Rivara, who was founding director of Harborview Injury and Research Center, did early research proving the safety benefits of helmets. That supported the proliferation of helmet laws in the 1990s, including King County’s 1993 law.

“There’s pretty clear evidence wearing helmets is protective and helmet laws increase helmet use,” Rivara said.
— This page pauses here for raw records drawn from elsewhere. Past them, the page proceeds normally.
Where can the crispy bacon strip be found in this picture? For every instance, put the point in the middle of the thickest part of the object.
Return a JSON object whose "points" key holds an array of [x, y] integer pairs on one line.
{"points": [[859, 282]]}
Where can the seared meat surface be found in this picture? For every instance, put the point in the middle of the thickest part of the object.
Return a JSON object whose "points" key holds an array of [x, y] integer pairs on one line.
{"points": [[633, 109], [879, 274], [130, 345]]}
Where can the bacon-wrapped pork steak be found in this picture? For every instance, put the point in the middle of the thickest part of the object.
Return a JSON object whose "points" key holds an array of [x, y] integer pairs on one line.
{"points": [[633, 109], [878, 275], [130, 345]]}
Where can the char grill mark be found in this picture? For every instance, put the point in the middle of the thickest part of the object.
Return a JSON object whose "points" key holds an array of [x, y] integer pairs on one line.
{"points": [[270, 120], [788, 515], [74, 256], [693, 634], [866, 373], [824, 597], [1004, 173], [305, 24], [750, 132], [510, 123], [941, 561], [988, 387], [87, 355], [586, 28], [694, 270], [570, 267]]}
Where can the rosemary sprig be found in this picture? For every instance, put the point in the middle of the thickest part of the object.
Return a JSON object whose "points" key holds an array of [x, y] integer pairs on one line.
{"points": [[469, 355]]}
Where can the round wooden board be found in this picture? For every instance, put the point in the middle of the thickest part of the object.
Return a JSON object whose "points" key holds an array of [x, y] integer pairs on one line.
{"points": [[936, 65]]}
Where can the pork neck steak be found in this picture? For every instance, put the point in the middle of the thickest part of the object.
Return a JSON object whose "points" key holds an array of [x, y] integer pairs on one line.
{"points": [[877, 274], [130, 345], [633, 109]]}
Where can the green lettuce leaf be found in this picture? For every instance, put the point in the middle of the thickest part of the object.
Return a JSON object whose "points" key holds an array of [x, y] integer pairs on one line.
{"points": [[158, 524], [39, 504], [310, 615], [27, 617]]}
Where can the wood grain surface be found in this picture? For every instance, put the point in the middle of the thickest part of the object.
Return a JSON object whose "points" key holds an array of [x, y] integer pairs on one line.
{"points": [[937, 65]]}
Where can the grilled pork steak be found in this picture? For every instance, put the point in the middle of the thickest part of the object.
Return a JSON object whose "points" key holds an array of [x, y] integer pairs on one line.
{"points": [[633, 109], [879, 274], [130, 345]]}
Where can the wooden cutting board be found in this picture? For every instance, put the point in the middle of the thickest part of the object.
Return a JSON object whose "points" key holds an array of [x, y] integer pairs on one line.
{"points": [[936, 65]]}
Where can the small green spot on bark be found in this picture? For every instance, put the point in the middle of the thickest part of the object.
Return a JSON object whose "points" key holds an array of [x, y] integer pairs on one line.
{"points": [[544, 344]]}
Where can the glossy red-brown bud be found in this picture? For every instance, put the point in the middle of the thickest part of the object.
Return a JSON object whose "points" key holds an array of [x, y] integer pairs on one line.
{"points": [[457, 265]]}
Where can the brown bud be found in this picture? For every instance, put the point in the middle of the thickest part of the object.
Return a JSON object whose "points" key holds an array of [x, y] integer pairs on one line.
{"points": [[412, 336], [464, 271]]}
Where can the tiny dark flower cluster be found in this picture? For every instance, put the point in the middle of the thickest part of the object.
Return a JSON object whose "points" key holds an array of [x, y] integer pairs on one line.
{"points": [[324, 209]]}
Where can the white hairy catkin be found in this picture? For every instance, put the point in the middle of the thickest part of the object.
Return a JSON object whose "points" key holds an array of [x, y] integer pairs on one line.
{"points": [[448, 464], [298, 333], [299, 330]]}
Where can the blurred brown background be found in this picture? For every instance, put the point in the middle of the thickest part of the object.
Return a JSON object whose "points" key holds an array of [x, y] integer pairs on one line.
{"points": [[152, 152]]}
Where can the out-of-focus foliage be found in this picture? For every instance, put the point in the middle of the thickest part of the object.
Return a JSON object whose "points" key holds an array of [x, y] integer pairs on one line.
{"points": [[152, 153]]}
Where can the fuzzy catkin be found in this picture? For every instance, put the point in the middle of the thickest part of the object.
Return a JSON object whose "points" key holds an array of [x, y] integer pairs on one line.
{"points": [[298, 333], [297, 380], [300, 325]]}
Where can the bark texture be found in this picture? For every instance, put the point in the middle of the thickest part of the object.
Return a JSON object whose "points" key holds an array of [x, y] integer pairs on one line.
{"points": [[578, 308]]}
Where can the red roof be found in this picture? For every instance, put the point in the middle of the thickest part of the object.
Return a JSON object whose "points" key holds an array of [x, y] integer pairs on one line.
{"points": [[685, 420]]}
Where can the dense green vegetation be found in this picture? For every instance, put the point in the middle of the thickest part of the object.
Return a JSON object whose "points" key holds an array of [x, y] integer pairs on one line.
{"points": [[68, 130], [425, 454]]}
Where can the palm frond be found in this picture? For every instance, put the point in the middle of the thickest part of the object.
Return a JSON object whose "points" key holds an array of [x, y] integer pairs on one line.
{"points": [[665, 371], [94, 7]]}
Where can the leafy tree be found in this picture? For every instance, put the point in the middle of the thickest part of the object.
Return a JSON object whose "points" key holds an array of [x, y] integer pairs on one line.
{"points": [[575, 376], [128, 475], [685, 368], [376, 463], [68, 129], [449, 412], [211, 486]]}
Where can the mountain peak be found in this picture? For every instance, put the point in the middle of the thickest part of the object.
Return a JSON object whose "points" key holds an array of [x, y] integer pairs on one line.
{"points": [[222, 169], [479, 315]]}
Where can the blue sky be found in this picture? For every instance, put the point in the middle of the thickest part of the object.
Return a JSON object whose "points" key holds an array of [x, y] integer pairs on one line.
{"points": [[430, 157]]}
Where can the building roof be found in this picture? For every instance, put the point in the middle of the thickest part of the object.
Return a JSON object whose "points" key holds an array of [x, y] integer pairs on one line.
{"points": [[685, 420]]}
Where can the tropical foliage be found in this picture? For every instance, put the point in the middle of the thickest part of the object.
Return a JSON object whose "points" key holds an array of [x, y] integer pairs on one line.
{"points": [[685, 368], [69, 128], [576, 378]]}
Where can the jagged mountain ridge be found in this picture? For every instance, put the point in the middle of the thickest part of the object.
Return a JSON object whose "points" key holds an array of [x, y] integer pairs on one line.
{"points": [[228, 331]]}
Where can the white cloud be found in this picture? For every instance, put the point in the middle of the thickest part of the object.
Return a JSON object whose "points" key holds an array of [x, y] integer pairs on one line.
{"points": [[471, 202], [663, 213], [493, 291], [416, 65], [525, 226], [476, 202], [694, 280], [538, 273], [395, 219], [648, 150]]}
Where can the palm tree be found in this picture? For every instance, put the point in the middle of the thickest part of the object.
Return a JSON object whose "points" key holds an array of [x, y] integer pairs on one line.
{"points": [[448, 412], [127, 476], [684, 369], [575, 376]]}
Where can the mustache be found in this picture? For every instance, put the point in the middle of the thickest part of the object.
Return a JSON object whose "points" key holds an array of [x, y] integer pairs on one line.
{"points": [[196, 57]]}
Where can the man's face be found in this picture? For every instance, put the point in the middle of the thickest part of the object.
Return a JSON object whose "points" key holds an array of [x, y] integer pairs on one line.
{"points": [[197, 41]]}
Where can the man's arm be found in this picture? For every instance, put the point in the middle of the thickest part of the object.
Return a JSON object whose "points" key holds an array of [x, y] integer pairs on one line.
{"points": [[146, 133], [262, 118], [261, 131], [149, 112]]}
Rivara is among a cluster of renowned experts in head-injury prevention in Seattle. They’re part of the area’s strong history of public-safety leadership, which also includes Medic One’s pioneering life-support services.

In passing its helmet law, King County cited their work and its own medical examiner and death-review data, showing that half the local bicyclists killed around that time weren’t wearing helmets and 80 percent of children killed weren’t wearing them.

Safety continues to be a local priority. Seattle Mayor Ed Murray and the City Council recently emulated other cities in cutting residential speed limits to 20 miles per hour in the name of safety.

The few seconds it takes for the relatively small number of cyclists to don a helmet are negligible compared with the cumulative inconvenience and delay that lower speed limits create for hundreds of thousands of drivers. If safety is paramount, helmet laws must remain and also be enforced.

There’s no justifiable reason to soften King County’s helmet law, especially not for Pronto. Seattle’s quixotic bike-rental business isn’t worth another dollar, much less a policy change that risks a single additional head injury.